# Son of Miami Chief Timoney arrested on drug charges in New York



## kwflatbed (Dec 29, 2004)

By JIM FITZGERALD
Associated Press Writer
WHITE PLAINS, N.Y.
The 25-year-old son of Miami police Chief John Timoney was arrested for trying to buy 400 pounds of marijuana from an undercover federal agent, the Drug Enforcement Administration said Wednesday.

A court complaint said Sean Timoney of Philadelphia gave the agent a gym bag filled with approximately $450,000 in cash.

Timoney and Jae Seu, 23, of Glenside, Pa., were arrested Tuesday night in Spring Valley, said Elizabeth Jordan, a spokeswoman for the DEA in Manhattan. They were charged with conspiracy to possess and distribute a controlled substance.
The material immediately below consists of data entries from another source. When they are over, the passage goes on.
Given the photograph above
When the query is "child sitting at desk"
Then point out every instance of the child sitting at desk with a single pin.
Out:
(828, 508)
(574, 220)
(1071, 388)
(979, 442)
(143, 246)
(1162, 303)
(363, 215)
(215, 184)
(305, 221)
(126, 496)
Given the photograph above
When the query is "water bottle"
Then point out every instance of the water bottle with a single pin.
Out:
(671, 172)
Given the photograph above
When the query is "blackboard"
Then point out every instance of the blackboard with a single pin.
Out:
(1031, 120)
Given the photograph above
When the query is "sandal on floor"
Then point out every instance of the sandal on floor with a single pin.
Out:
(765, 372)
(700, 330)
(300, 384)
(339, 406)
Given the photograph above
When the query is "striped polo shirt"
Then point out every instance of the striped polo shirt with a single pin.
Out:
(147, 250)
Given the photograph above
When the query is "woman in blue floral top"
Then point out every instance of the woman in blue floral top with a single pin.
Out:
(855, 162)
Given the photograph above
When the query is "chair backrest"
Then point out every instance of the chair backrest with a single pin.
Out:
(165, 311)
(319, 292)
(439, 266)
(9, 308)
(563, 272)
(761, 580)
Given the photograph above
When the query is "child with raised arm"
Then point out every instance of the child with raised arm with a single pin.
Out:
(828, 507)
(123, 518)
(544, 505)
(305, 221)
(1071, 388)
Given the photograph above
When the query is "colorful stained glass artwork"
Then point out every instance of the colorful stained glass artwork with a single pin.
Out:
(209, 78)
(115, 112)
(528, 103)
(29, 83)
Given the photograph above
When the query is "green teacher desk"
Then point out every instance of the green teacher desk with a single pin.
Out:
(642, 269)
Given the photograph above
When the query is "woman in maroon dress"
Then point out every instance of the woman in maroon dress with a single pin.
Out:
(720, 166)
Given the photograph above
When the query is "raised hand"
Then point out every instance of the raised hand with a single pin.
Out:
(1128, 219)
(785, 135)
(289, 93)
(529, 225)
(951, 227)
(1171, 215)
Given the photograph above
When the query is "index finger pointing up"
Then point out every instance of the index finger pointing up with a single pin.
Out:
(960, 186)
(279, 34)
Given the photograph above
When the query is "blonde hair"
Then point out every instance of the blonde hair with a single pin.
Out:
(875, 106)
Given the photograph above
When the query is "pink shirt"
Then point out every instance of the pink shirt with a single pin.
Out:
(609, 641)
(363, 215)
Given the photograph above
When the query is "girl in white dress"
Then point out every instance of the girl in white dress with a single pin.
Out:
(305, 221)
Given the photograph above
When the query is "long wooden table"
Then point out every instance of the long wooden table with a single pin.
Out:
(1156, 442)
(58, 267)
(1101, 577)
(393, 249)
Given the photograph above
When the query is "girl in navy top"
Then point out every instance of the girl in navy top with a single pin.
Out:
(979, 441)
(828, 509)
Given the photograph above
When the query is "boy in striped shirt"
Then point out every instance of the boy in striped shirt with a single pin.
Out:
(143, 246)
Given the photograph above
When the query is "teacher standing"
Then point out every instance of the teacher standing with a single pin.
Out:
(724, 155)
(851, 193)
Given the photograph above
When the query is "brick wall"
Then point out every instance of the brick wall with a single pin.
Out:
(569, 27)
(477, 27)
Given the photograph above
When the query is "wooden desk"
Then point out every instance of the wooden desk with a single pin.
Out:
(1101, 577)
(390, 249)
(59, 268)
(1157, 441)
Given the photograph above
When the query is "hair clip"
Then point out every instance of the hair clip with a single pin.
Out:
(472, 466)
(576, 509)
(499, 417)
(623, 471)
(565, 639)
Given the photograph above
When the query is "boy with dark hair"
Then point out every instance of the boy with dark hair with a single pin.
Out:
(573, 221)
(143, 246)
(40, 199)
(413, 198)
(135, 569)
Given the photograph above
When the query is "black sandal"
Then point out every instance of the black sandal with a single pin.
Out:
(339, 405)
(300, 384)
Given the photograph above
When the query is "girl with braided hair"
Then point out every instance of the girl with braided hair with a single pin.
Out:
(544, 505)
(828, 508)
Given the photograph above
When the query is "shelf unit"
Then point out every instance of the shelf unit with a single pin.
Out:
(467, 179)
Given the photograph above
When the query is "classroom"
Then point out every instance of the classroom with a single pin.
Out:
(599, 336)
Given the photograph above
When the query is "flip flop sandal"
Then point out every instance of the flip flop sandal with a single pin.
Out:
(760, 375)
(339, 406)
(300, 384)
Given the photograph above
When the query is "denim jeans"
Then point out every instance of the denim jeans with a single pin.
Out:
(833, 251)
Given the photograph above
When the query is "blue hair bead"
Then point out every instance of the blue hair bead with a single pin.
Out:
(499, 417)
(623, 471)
The two defendants were taken to Albany for arraignment and were ordered held there pending a bail hearing Friday.

The complaint said the defendants met in a Spring Valley hotel room with DEA agent Leonard Uller at 8:30 p.m. After handing over the cash as a "partial payment," they left the hotel room to inspect the purchased marijuana and were arrested, it said.

The meeting had been arranged by Seu and Uller, according to the complaint.

Miami police said Chief Timoney was "aware of the arrest."

"He does not have all the details and he's not going to comment on it publicly because it's a private family matter," Miami police spokesman Delrish Moss said.

Timoney, who rose through the ranks of the New York Police Department to become a chief and first deputy commissioner, then became chief of police in Philadelphia before moving to Miami.

He is well-known in law enforcement circles and is often sought out by television networks to comment on police affairs.

---

Associated Press Writer Michael Virtanen contributed to this report.


----------



## MVS (Jul 2, 2003)

Making Dad proud...


----------